Um caderno encontrado, um texto perdido

No meio da mudança, acabei achando coisas perdidas – como os inúmeros bloquinhos e cadernos que coleciono.
E em um deles, uma surpresa: um texto que deve ter mais de um ano, que escrevi provavelmente apressada dentro do ônibus. A unica parte real, que inspirou a história toda, foi o cachorro que eu realmente vi 🙂

Era pior. Por mais que soubesse da infinidade de grandes problemas muito mais sérios (como todos os desastres da humanidade de caráter incontestável), esse dia tinha um desespero impiorável.

Ela, comendo sozinha em um restaurante cheio e ruidoso, silenciou o mundo e se perguntou em que momento ela simplesmente perdeu o controle. Tudo estava fora. Fora do lugar, fora do normal, fora da sua vida. E a culpa era de todo mundo. Não adiantava que ela, sozinha, fizesse certo. O mundo era muito duro e ia acabar com tudo de qualquer jeito.

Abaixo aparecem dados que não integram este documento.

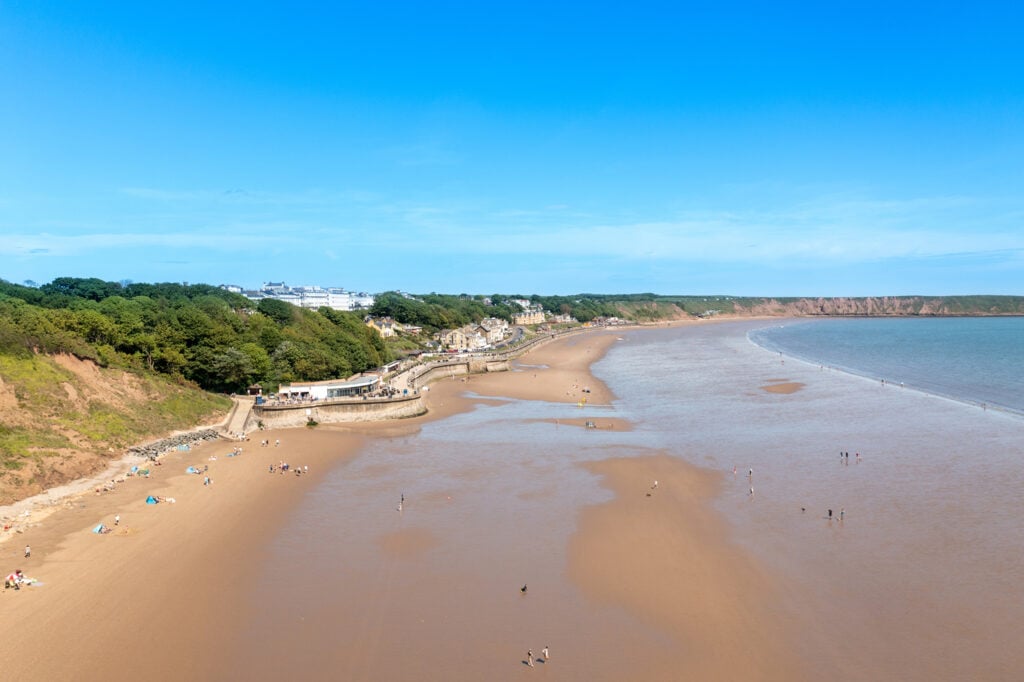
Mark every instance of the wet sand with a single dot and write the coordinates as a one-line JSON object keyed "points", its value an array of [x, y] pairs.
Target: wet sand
{"points": [[246, 580]]}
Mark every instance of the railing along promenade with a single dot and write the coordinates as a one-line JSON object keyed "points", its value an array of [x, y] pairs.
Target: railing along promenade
{"points": [[403, 397]]}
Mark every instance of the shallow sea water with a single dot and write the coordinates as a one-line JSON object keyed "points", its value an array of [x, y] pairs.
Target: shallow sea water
{"points": [[911, 585]]}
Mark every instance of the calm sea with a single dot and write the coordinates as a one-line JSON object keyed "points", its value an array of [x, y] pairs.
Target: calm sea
{"points": [[975, 359], [918, 583]]}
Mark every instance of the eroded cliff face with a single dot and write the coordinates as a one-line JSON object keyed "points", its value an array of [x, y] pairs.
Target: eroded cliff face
{"points": [[883, 305]]}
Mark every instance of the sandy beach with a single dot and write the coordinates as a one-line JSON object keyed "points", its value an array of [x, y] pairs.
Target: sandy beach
{"points": [[402, 554]]}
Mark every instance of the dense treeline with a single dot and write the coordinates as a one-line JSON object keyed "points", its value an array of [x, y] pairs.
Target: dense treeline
{"points": [[198, 333]]}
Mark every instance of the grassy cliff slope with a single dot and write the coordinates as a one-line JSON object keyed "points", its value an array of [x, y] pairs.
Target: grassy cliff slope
{"points": [[62, 418]]}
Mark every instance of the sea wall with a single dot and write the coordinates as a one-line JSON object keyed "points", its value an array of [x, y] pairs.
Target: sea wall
{"points": [[288, 416]]}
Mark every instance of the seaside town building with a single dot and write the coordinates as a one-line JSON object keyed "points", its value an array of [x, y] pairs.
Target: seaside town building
{"points": [[530, 316], [307, 297], [384, 326], [332, 388]]}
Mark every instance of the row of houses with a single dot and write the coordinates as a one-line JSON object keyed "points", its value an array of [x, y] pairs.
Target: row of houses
{"points": [[387, 327], [474, 337]]}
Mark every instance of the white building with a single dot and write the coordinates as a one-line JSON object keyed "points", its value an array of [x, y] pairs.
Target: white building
{"points": [[323, 390], [312, 297]]}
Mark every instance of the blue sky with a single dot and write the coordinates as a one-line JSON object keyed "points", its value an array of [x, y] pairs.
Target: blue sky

Comeu sem pensar no que tinha pra fazer depois. Não sabia mais se era o trabalho, se tinha uma reunião, um encontro, os amigos, os pais, sua irma. Não importava. Saiu de lá e caminhou, sem pensar também na distancia. Podia ser uma quadra, podiam ser quarenta. Andou olhando para baixo, contrariando todas as regras da confiança e auto estima.

Enquanto olhava pra baixo, passou os olhos por um par de pernas sujos de alguém que estava sentado ali, no chão, no meio da calçada, sem se importar com quem passava, onde estava e o que tinha que fazer da vida. Exatamente como ela se sentia naquele momento.

E quando ela já tinha transformado seu dia num drama completo, seu celular tocou. Tocou uma música que avisava quem era – e era ele. Era a música deles. Não podia ser outra pessoa.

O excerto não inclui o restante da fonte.